Sergide yer alan eserler, “terroir” kavramını nasıl yansıtıyor? Sanatçıların bağbozumu sırasında ürettikleri eserlerde bölgenin ve coğrafyanın etkileri, doğa ve insan arasındaki ilişki nasıl izleniyor?
T.M.G: Terroir şarap üretiminde kullanılan, şarabın kendine özgü karakterini veren toprak, iklim ve çevre gibi faktörlerin birleşimi anlamına geliyor. Bağlara adım attığınız an sizi olağanüstü bir manzara karşılıyor deniz, dağlar ve yıl içinde renkten renge giren bereketli tarlalar. Gördüğüm bu manzaranın içinde hangi hikayeler saklı ve acaba gözden kaçıp unutulanları nasıl birlikte gün yüzüne nasıl çıkarıp, arşivleyebiliriz gibi sorular sormaya başladım. Nitekim, Celine de benzer bir istekle yola çıkmış.

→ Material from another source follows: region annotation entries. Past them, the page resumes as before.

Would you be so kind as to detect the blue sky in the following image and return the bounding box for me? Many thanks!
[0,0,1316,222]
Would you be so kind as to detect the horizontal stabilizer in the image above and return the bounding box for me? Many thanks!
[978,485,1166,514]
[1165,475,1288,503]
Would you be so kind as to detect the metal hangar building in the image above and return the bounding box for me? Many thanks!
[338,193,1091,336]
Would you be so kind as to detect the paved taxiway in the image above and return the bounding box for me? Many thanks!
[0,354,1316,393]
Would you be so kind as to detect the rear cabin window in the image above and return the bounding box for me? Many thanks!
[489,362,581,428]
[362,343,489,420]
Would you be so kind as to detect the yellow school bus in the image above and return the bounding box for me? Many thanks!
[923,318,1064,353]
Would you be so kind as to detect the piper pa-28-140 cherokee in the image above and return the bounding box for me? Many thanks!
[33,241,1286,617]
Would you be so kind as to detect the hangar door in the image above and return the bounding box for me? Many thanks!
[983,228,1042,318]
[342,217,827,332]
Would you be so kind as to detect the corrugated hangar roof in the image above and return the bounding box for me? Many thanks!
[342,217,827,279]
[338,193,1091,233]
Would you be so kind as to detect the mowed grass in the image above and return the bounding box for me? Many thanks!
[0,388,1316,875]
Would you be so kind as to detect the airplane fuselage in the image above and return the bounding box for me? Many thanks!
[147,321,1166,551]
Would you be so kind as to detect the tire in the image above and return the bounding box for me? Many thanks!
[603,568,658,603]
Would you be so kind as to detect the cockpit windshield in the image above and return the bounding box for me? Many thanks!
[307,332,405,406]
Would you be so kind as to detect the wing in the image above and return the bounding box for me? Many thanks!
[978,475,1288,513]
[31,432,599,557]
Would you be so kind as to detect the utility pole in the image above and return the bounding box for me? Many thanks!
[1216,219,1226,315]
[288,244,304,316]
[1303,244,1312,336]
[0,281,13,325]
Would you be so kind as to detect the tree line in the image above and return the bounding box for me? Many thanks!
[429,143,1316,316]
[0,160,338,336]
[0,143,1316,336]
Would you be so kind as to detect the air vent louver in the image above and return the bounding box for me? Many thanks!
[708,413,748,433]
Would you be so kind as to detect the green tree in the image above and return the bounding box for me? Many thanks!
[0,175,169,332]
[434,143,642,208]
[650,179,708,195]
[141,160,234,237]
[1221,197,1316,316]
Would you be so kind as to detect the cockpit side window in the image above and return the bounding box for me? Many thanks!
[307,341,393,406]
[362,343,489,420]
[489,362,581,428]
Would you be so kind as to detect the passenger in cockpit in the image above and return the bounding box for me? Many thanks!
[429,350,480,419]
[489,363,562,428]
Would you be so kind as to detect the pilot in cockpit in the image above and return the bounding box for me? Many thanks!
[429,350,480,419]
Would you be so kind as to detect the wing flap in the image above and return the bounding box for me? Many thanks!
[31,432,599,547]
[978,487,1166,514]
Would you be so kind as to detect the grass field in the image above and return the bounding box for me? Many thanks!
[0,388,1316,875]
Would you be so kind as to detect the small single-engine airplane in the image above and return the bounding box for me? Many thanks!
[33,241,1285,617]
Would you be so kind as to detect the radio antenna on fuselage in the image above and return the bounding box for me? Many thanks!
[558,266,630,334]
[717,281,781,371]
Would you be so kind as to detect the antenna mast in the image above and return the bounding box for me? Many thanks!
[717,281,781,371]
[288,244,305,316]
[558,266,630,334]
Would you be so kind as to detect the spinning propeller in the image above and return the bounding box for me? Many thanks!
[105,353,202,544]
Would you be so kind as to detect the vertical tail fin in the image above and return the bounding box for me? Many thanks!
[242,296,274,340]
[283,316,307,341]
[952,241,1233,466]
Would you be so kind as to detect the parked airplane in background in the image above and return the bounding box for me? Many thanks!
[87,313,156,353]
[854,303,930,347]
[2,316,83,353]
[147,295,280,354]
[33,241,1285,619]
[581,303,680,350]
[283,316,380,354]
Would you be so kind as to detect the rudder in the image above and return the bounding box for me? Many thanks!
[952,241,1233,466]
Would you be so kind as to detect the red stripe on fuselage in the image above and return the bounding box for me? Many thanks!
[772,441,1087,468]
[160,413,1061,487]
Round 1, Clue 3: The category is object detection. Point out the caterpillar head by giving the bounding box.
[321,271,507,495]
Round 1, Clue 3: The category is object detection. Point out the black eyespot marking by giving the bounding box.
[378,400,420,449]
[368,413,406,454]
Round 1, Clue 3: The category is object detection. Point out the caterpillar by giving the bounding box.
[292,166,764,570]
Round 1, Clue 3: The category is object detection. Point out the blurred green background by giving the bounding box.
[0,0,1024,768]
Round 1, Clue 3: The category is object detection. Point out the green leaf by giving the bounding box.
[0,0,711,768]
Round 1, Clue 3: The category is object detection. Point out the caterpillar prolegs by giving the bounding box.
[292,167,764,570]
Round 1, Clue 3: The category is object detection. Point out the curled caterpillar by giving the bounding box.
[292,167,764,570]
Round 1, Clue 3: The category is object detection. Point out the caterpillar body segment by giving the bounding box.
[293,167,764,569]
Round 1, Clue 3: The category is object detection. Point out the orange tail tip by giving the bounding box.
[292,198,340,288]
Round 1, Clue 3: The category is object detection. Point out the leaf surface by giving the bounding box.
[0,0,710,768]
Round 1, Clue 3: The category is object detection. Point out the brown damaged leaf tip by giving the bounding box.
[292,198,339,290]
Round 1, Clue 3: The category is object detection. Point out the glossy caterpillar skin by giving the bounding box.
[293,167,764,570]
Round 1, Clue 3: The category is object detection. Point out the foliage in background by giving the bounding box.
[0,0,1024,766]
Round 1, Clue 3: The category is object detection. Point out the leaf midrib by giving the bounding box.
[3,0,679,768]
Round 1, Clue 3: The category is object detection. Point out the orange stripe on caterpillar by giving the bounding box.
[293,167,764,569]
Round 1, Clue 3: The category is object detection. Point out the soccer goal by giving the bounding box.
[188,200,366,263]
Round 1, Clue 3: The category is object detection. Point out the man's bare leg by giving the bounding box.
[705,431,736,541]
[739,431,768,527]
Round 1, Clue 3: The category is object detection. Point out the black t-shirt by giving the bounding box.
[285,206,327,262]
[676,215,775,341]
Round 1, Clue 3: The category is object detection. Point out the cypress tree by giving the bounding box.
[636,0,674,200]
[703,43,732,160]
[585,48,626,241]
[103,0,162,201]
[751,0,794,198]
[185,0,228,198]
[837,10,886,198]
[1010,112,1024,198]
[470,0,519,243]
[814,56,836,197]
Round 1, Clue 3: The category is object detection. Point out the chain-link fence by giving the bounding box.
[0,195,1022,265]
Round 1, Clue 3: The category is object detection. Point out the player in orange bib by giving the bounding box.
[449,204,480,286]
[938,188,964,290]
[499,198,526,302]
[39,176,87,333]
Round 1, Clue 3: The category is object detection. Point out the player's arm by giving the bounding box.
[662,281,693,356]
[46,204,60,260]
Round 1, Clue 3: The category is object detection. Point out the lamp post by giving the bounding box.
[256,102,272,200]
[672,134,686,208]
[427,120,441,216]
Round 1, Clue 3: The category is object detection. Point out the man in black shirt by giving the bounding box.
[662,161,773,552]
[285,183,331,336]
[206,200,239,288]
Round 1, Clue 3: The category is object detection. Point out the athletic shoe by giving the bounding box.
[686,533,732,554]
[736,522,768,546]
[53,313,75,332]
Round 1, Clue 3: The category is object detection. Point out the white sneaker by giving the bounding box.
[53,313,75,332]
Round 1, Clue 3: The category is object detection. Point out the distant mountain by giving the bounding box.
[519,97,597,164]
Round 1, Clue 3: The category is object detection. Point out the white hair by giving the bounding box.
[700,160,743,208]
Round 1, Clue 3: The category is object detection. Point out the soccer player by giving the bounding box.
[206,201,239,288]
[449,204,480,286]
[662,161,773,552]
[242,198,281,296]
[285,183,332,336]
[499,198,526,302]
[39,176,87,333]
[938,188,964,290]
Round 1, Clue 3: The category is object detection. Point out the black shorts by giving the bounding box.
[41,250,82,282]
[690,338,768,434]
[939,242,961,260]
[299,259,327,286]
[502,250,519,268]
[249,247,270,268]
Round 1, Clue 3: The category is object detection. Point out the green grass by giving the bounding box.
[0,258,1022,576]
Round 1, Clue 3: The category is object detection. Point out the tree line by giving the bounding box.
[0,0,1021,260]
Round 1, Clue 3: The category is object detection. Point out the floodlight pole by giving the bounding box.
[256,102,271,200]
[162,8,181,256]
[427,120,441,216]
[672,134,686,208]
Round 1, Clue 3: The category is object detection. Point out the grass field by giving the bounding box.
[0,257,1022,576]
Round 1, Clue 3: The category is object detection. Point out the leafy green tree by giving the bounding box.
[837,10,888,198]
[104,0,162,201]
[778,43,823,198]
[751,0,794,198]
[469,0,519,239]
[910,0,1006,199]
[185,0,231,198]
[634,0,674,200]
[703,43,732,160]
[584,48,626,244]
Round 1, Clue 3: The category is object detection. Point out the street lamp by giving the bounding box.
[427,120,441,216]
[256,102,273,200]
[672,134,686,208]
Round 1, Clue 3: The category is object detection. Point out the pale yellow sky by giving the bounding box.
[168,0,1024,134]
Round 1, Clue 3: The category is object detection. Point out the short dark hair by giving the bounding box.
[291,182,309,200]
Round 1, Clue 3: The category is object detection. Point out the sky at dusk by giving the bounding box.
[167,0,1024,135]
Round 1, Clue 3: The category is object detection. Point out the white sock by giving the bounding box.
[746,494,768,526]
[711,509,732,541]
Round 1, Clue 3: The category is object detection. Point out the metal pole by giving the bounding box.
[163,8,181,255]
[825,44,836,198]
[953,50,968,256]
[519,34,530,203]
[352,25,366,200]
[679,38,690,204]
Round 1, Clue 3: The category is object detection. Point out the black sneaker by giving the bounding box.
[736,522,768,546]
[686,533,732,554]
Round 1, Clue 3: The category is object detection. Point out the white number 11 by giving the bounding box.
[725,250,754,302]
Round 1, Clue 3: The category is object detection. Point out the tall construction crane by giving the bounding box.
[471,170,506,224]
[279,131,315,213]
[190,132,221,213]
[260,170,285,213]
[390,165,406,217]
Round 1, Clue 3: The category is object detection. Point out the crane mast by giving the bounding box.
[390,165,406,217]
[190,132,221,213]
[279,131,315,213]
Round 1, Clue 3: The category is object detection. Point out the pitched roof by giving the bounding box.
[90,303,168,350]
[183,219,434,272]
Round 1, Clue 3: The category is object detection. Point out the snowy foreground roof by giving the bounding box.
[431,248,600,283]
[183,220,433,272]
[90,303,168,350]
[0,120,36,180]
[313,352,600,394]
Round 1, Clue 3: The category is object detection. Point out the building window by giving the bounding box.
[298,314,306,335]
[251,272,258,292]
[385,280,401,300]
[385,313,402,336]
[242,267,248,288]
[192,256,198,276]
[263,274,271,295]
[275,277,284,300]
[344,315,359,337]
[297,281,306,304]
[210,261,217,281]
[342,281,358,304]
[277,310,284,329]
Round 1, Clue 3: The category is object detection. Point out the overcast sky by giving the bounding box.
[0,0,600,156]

Bu yüzden de serinin ilk sergisi mekânı sanatçıların geliştirdiği yöntemlerle keşfetmek üzerine kurgulandı. Rüzgârın esme yönü, ufuk çizgileri, kendiliğinden oluşan yükseltiler, insan işgaliyle araziyi terk etmiş hayvanları hatırlamak veya toprağı kazdığımızda altından çıkacak arkeoloji ile üstüne kurduğumuz yeni dünyaların şimdiki varlığını anlamlandırmak istedik. Aslında tek yaptığımız dikkatlice etrafı izlediğimizde ve biraz da dinlediğimizde hali hazırda gözümüzün önünde olanı sanatçıların yaratıcı bakışlarıyla yeniden canlandırmak oldu.
Serginin bağbozumu sırasında gerçekleşmesi sanatçılar ve işçilerin üretim ve verimliliği ile ilgili iki ayrı yapıyı paralel bir düzleme soktu. Burada bir süre vakit geçirdiğinizde aslında doğadan çok insanın baskın olduğunu hissetmeye başlıyorsunuz. Bağlara baktığınızda yapılan bakımı, titizliği ve iş gücü görebiliyorsunuz. Aynı şey 16 sanatçının yapıtında da görünür. Birlikte üretmenin emeğin ve kendi içinde dayanışmanın gücü sanırım bu toprakların kendiliğinden insana aşılanıyor. Sergi hazırlarken de aslında böyle oldu, herkes birbirine yardım ederek, fikir vererek ve birbirinden öğrenerek çalıştı. Bence bu muazzam güçlü bir şey.
Yer Duygusu sergisi mitoloji, biyoloji ve dilbilimsel unsurlar ile sergide nasıl bir çözümleme ile yer alıyor? Coğrafyanın görünmez ve unutulmuş kült belleğine nasıl dokunuyor?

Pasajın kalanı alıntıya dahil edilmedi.